Sunday, March 16, 2014

Meet the Parents


MEET THE PARENTS, BUT DON’T STAY TO TEA

It’s the holiday time of year and I’m so glad that I’ll be able to spend it here at Chateau Maine with my delightful Norman, rather than on the road with Vicki on Ricki, my new one woman show celebrating the life and times of Ricki Lake. My director, the exceedingly talented Peter Sellars, and I are taking the piece back to workshop to redo the second act slightly as it just doesn’t ‘sing’ the way we want it to yet. I also need to have Florence Klotz redo my first act fat suit somewhat as it’s interfering with some of my patented tap moves. No one is going to pay fifty dollars a seat to watch me bouncing on my latex padded rear end.

Thanksgiving was shared by me and Norman in our lovely home high in the hills. I dismissed the cook for the day and whipped up an intime little turkey dinner for two using processed turkey breast, stovetop stuffing and Birdseye frozen vegetables. The only problem was the martinis. Norman had mistaken Windex for Bombay Sapphire gin and the results were practically undrinkable. After stuffing ourselves on various savory treats, we decided to head off to the local Cineplex for some additional entertainment.
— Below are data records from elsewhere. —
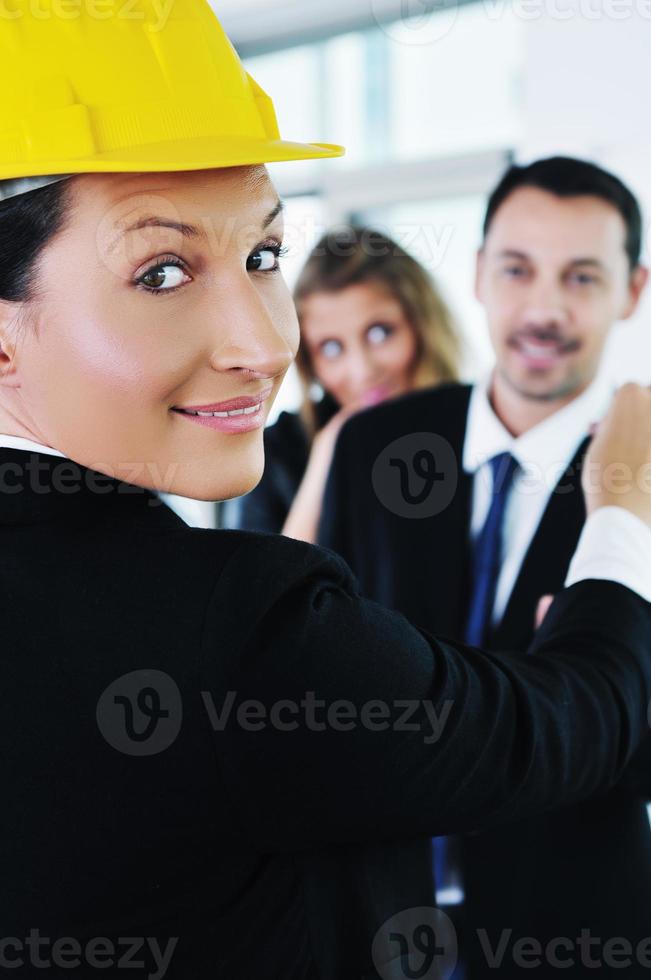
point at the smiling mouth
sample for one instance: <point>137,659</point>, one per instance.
<point>252,410</point>
<point>232,408</point>
<point>543,348</point>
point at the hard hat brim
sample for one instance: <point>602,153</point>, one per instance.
<point>200,153</point>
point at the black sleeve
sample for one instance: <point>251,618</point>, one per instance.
<point>367,728</point>
<point>331,532</point>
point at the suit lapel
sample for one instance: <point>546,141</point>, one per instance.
<point>545,566</point>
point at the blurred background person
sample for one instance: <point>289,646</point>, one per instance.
<point>559,268</point>
<point>373,327</point>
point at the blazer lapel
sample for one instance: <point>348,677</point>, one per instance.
<point>546,563</point>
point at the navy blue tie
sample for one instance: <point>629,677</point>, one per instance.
<point>487,553</point>
<point>487,558</point>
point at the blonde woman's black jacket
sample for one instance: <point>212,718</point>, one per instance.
<point>173,801</point>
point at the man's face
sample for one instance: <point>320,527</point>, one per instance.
<point>553,277</point>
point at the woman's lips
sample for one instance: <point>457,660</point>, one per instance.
<point>243,414</point>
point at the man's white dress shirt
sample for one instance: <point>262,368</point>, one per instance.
<point>609,546</point>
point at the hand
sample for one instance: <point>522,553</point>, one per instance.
<point>325,440</point>
<point>617,471</point>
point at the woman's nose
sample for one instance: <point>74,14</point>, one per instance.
<point>360,369</point>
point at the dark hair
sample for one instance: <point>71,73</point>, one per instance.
<point>568,177</point>
<point>27,223</point>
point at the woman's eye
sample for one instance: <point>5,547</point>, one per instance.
<point>264,259</point>
<point>331,349</point>
<point>163,278</point>
<point>378,333</point>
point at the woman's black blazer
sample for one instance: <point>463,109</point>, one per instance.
<point>213,748</point>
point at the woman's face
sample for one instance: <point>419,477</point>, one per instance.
<point>361,346</point>
<point>138,326</point>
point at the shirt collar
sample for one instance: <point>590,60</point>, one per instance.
<point>18,442</point>
<point>551,443</point>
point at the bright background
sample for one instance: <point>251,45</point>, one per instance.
<point>432,101</point>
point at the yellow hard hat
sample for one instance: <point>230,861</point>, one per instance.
<point>92,86</point>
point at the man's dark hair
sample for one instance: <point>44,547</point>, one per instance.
<point>568,177</point>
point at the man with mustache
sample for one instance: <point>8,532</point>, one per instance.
<point>498,485</point>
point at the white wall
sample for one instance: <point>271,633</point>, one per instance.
<point>587,81</point>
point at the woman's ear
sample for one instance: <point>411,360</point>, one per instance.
<point>8,335</point>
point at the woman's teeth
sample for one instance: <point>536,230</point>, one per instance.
<point>225,415</point>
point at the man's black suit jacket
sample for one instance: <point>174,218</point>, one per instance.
<point>164,778</point>
<point>551,876</point>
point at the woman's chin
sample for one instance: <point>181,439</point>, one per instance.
<point>225,484</point>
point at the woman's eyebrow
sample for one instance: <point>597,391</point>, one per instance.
<point>280,207</point>
<point>191,231</point>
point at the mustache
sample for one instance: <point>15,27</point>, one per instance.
<point>545,333</point>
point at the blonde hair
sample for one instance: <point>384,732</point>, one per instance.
<point>351,255</point>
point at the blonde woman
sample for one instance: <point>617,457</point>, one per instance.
<point>373,326</point>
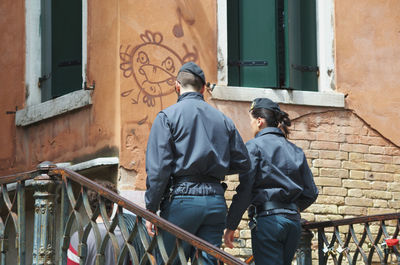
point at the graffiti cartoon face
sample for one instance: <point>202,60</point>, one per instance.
<point>154,67</point>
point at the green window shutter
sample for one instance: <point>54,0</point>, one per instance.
<point>252,37</point>
<point>301,43</point>
<point>61,47</point>
<point>66,47</point>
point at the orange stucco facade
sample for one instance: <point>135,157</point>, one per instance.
<point>367,61</point>
<point>123,35</point>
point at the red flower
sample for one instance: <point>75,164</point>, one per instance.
<point>390,242</point>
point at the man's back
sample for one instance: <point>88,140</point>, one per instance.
<point>191,139</point>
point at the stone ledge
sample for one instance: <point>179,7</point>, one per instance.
<point>297,97</point>
<point>54,107</point>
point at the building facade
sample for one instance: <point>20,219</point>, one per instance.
<point>83,80</point>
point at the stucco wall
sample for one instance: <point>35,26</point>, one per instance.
<point>367,35</point>
<point>156,39</point>
<point>76,136</point>
<point>11,76</point>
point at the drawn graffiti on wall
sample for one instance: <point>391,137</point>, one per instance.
<point>177,30</point>
<point>154,67</point>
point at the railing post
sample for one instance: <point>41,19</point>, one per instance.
<point>44,221</point>
<point>303,253</point>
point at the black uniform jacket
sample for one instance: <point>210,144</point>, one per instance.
<point>191,139</point>
<point>278,172</point>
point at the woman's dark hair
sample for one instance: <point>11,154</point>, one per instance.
<point>274,119</point>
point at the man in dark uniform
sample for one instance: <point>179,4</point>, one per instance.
<point>191,147</point>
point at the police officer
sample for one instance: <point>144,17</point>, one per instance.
<point>279,185</point>
<point>191,147</point>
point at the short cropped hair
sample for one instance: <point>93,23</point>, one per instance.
<point>94,199</point>
<point>186,78</point>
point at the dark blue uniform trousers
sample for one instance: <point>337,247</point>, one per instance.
<point>204,216</point>
<point>275,240</point>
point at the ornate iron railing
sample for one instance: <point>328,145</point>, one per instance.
<point>361,240</point>
<point>61,208</point>
<point>62,193</point>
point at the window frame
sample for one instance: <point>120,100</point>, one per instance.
<point>326,95</point>
<point>35,110</point>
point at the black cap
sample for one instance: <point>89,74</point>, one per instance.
<point>193,68</point>
<point>264,103</point>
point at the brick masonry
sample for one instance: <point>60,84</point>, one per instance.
<point>356,170</point>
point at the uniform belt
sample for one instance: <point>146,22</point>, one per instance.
<point>273,205</point>
<point>196,179</point>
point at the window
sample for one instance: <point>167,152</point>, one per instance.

Our choice was a matinee of the new comedy, Meet the Parents from director Jay Roach and screenwriters Greg Glienna and Mary Ruth Clarke. We had been told by various unreliable sources that the movie was funny and featured the delectable Ben Stiller in a Speedo so we thought it might be worth our ten dollars for matinee tickets plus an additional three fifty for popcorn. It’s a remake of an earlier film of the same title (also written by and starring Glienna and Clarke), which was never widely seen. A supporting cast that included Emo Phillips may be the reason why.

Ben Stiller stars as our earnest hero Gaylord Focker (ha ha ha), known as Greg; he falls in love with the beauteous Pam (Teri Polo) and, as they become engaged, he must make that right of passage known as meeting her parents (Robert DeNiro and Blythe Danner). As a guest in his in-laws to be home for a long weekend, he is subjected to constant humiliation as everything that can possibly go wrong, does. To complicate matters, DeNiro is an ex-CIA operative skilled in psychological warfare and soon the battle is on between the generations with DeNiro using all the tactics at his disposal to show poor Greg up as a sap. Stiller and DeNiro are good sports and create recognizable humans amongst the mayhem but I was too busy wincing at the contrivances of the screenplay to laugh much.

Unfortunately, Meet the Parents is stillborn as both a comedy and as a film. I am a major fan of black comedy, but it is a delicate art. A set of rules and expectations must be set up in the initial few minutes to allow us to accept the mayhem as part of the farcical world that the characters inhabit. When the premises are too real, it veers into the comedy of humiliation that is not funny, but instead painful as we have all been in similar situations ourselves. The film doesn’t just step across this line, but jumps over it with both feet early on and never recovers. Even a skilled supporting turn from Owen Wilson, as the bride to be’s ex-fiancé can’t save it.

If the movie had had the guts to be more dangerous (which I understand the original did), and was more over the top, it might have worked for me. The pulled punches kept it too strongly rooted in reality and made it difficult to stomach. It also has an inappropriate Hollywood happy ending tacked on in the last fifteen minutes. Where is it written that domestic comedy must be wrapped up quite so neatly? I trust all the actors picked up their paychecks and will move on to better things as they’ve all done better work in better films in the past.

There is one nifty little scene, near the end of the movie, where Ben Stiller confronts an officious flight attendant (Kali Rocha) that gives a sense of what the movie might have been. Ms. Rocha better make sure her agents use this as an audition reel for her. She has a future as a comic actress if she so chooses.

I suppose it wasn’t a complete waste of money but I can think of better things to do with a Saturday afternoon, like alphabetize the spice rack…


Burning lacquered altars. Spray painted cats. Gratuitous 'Godspell' jokes. Human remains sacrilege (the funniest bit in the movie). Leaking septic tanks. Antique polygraphs. Volleyball to face.